Brasília – Com um discurso baseado na crise financeira mundial, na necessidade de reformular instituições como o Fundo Monetário Internacional (FMI), construir uma nova ordem internacional e nas mudanças climáticas, o presidente Luiz Inácio Lula da Silva abriu hoje (23) a Assembléia-Geral da Organização das Nações Unidas (ONU), em Nova York.
Lula disse que é imprescindível refundar a economia mundial e defendeu a reforma dos organismos financeiros. "Os países pobres e em desenvolvimento têm de aumentar a participação na direção do FMI e do Banco Mundial. Sem isso, não haverá efetiva mudança e os riscos de novas e maiores crises serão inevitáveis."
Ele disse ainda que, mesmo passados 12 meses da deflagração da crise financeira internacional, a maioria dos problemas de fundo não foram enfrentados. "Há enormes resistências em adotar mecanismos efetivos de regulação dos mercados financeiros." E acrescentou que há recaídas protencionistas e que pouco se avançou no combate aos paraísos ficais. Ele ressaltou que o Brasil foi o primeiro país a sair da crise.
A necessidade de reforma do Conselho de Segurança da ONU, com a inclusão de novos membros, também foi colocada pelo presidente Lula. "Não é possível que as Nações Unidas e seu conselho de segurança sejam regidos pelos mesmos parâmetros que se seguiram à segunda guerra mundial." O Brasil defende a reforma do conselho e pleiteia uma vaga permanente.
Lula defendeu uma ONU fortalecida para enfrentar conflitos como os do Oriente Médio, entre palestinos e israelenses, que dê ajuda efetiva ao Haiti e que se comprometa com o renascimento africano.
Sem citar os Estados Unidos, o presidente Lula disse que sem vontade política persistirão "anacronismos" como o embargo econômico Cuba. Ele também repudiou a deposição do presidente de Honduras, Manuel Zelaya, e pediu a volta do hondurenho ao poder. Zelaya está refugiado desde segunda-feira na embaixada brasileira em Tegucigalpa.
Sobre meio ambiente, Lula fez críticas à resistência dos países desenvolvidos em assumir suas responsabilidades para reduzir as mudanças climáticas. "Eles não podem lançar sob os ombros dos países pobres e em desenvolvimento responsabilidades que lhes são exclusivas”. Ele cobrou que seja exigido dos países desenvolvidos metas de redução de emissões de gases poluentes mais expressiva do que as atuais.

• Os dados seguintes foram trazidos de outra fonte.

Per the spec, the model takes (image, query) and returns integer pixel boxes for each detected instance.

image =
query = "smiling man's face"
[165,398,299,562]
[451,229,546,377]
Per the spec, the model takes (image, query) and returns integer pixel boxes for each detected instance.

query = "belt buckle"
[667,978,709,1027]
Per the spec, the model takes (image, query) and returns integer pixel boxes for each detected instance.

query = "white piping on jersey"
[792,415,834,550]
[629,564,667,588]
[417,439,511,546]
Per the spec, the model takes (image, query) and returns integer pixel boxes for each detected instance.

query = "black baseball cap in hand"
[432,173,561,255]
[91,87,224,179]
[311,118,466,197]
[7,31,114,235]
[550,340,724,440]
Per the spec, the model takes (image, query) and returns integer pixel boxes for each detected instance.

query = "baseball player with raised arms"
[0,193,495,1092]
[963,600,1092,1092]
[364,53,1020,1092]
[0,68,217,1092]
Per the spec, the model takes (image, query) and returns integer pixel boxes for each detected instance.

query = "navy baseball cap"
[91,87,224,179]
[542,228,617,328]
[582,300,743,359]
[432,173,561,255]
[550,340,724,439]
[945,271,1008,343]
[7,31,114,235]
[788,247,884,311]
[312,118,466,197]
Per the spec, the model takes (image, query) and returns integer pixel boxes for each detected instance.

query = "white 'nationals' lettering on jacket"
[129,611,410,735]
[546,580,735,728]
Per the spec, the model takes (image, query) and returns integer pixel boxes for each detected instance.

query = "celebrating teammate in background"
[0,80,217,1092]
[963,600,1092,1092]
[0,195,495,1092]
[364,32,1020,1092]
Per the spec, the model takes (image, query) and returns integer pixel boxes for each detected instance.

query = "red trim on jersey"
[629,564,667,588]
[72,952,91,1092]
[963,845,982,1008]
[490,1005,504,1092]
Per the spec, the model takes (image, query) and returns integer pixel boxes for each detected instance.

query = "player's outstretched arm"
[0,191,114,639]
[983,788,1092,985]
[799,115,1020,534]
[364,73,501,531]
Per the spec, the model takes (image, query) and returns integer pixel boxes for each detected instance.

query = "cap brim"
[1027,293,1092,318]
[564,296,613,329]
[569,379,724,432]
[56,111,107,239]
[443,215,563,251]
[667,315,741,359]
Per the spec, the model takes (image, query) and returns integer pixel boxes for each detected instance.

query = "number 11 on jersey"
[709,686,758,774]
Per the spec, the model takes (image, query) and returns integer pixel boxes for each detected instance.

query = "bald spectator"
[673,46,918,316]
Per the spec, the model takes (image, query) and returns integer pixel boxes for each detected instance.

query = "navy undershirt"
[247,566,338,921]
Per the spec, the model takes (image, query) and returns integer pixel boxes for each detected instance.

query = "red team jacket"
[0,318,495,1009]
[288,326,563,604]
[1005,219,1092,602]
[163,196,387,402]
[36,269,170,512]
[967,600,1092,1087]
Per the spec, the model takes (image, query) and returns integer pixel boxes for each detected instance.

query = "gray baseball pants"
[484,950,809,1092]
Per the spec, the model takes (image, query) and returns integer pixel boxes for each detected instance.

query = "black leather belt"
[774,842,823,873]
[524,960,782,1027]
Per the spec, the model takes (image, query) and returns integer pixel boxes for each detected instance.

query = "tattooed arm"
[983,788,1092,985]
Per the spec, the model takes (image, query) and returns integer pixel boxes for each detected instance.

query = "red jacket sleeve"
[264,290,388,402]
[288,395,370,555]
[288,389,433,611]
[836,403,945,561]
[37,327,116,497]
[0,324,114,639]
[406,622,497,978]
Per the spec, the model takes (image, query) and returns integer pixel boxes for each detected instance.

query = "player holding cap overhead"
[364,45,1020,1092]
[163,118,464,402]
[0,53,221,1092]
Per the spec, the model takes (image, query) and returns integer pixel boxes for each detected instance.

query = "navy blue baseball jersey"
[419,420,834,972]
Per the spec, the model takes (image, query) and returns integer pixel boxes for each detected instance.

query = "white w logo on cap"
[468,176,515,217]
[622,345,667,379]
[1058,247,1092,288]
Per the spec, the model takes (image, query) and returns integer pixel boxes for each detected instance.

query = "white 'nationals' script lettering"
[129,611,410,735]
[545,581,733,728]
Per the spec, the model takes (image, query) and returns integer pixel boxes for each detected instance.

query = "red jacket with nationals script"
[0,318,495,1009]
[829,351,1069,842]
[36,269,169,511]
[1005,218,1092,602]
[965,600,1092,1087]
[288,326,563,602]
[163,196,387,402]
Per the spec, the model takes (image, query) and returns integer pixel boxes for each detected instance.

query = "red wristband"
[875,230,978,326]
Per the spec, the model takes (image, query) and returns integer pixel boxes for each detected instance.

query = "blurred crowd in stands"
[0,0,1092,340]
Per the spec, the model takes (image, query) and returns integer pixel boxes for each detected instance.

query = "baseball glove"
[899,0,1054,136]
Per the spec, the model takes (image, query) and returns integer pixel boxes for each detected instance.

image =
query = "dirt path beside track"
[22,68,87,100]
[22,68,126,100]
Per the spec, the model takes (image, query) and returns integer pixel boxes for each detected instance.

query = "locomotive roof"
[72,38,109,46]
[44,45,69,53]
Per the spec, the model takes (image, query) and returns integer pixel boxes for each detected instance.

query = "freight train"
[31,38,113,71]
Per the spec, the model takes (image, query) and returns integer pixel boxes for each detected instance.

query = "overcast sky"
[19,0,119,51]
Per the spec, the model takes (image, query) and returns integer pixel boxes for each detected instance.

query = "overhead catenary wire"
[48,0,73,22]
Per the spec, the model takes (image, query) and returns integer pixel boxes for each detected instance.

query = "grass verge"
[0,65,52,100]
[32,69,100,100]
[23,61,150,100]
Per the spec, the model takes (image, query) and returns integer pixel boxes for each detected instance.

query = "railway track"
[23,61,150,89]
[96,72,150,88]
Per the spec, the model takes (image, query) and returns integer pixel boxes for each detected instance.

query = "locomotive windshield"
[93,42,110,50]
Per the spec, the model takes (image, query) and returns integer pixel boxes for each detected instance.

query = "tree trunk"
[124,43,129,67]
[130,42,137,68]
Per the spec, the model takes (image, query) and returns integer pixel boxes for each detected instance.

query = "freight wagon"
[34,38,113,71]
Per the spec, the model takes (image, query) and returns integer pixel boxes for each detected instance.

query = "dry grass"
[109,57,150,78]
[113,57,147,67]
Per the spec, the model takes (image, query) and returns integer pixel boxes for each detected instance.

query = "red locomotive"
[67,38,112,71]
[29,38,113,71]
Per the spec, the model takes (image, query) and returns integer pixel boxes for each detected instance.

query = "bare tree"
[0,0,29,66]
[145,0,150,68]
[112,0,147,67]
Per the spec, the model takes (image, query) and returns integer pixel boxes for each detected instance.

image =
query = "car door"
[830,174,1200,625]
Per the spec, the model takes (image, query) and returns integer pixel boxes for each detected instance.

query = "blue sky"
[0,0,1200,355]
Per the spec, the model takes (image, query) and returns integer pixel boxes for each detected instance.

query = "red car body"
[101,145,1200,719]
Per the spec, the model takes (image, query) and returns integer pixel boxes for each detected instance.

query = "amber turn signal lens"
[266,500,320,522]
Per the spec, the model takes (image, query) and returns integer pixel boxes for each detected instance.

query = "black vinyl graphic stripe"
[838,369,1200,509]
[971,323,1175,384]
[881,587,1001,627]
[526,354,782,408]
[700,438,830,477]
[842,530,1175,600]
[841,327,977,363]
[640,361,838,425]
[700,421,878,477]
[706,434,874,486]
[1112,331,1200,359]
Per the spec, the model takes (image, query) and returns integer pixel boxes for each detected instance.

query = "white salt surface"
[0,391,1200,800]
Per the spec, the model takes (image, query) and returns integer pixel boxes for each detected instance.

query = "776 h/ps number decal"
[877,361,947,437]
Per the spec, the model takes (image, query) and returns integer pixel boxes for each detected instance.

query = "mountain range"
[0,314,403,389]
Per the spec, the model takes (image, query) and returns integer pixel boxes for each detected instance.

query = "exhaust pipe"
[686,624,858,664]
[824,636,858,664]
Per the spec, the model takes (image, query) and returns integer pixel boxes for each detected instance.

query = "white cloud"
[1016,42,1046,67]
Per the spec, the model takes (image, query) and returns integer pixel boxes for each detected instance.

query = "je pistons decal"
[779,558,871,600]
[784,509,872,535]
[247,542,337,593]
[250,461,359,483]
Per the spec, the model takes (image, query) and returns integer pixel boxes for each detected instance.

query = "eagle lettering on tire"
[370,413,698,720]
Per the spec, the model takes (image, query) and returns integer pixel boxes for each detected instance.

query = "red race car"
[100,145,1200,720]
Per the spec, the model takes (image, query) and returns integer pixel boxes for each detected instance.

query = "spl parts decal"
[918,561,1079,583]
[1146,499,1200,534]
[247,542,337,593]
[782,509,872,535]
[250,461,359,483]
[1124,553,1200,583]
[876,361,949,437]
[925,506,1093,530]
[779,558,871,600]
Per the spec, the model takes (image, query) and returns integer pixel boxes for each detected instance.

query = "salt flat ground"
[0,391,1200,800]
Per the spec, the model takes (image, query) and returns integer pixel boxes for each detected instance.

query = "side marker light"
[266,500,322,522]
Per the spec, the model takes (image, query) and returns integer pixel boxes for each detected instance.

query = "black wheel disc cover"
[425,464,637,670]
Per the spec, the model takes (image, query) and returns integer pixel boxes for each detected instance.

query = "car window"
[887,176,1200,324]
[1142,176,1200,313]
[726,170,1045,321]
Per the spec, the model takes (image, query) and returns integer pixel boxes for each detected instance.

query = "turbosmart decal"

Segundo Lula, o Brasil tem cumprido seu papel na área ambiental e exemplificou que, em 2009, o país registra o menor índice de desmatamento dos últimos 20 anos e que o Brasil tem uma das matrizes energéticas mais limpas do planeta. Também falou sobre a produção do etanol, afirmando que a plantação de cana-de-açúcar não ocupa mais do que 2% da terras agricultáveis, não afeta a segurança alimentar e o equilíbrio ambiental brasileiro.
O petróleo da camada pré-sal foi lembrado por Lula. Ele disse que o Brasil será lançado à "vanguarda da produção de combustíveis fósseis", mas que não renunciará à agenda ambiental e buscará se consolidar-se como "potência mundial da energia verde".
Tradicionalmente cabe ao presidente brasileiro discursar na abertura da Assembléia-Geral da ONU, que reúne chefes de estado de 192 países. O presidente dos Estados Unidos, Barack Obama, que participa pela primeira vez da reunião da ONU, discursou logo após Lula.